DD does not have disordered eating, I am confident in that. We eat healthily as s family but are pretty liberal with treats. Nothing is really off-limits. She is actually quite interested in healthy eating and such, and is not an ounce overweight. So one think I feel confident in not worrying about.
Things at home have been difficult for a while. I suffered terrible PPD and PPA after our youngest was born in 2014 and was briefly hospitalized. I am doing much better now and went back to work about a year ago. After almost a year on themselves we sold our house in January and moved into rental while we Searched. The primary reason that we moved was because it wasn't a great family community and there were very few little girls for her to play with. Lots of little boys, no girls. We close on our new place next month and thankfully there are lots of Kids on the block including school friends two doors down. We also changed school in September which has been a challenge. Her behavior at school deteriorated around the time we sold her house. Lots of pushing and shoving. She goes to a small catholic school and they are hot on discipline. She has been sent home on a number of occasions for hitting (I think the school has actually been a little OTT in this but we are working with them.)

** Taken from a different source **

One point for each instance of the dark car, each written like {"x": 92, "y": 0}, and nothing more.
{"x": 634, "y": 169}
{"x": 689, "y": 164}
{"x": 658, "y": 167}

As a family we are seeking counseling and DD is seeing someone weekly, trying to figure out why she gets so angry and how to deal with her emotions in a more appropriate way. We have just been through a very intensive testing program for ADHD among other things. We get the results on Thursday, the psychologist actually thinks part of the issue is a combination of high IQ and anxiety.
She is terribly jealous of her 5 year old brother. He is an incredibly happy, mellow little boy and everyone adores him. I think she envies how easy he seems to find life, if you know what I mean? Where she is quite rigid, for want of better word, he is "go with the flow." She thinks I love him more. I don't but I do find him easier to be around.
Last weekend DD was very upset, saying that she didn't feel special and that she was no good at anything, things like that. I tried to reassure her but once she has an idea in her head it's hard to turn it around. she has a tendency to see the glass half empty. Until I had my breakdown I was much the same.
Our therapist feels that her relationship with me is very much the anchor in her life. Despite the fact that I have three children, I feel as though she gets the lions share of attention. We do lots of mother-daughter stuff and went away to a weekend retreat last month. I really don't think I can be doing much more on that front. There are times though when I quite resent just how much of our family time depends upon what kind of mood she's in. More than once she's been in a mard about something and DH will want to cancel our plans because He thinks that DD's mood will spoil it for everyone else.
As much as I am sympathetic to the emotional stuff she's dealing with - and we are doing our utmost to get her the help she needs - I can't let her need for control, or whatever it is, justify her poor behavior. DH does enough of that for the pair of us.
For the people who asked - yes, he thinks I am too harsh and I think he's too soft. But he hates to cast himself in the role as Bad Cop and it's become a real fault line between us. During DDs meltdown yesterday she wanted to come and talk to me (I sent her to bed) and I heard him tell them both that they should keep away from me, because I needed to be alone. But in a tone that suggested that I was in the wrong, kind of a "don't of anything to trigger the beast" kind of thing. We have had counseling and I thought things had improved but I think we need to go back.
I don't think I answered many questions. I'll go back and try to answer some. It's 4sm here and I'm sitting in the dark typing this stream of consciousness missive. I needed to get this out there, and I appreciate all of your thoughts.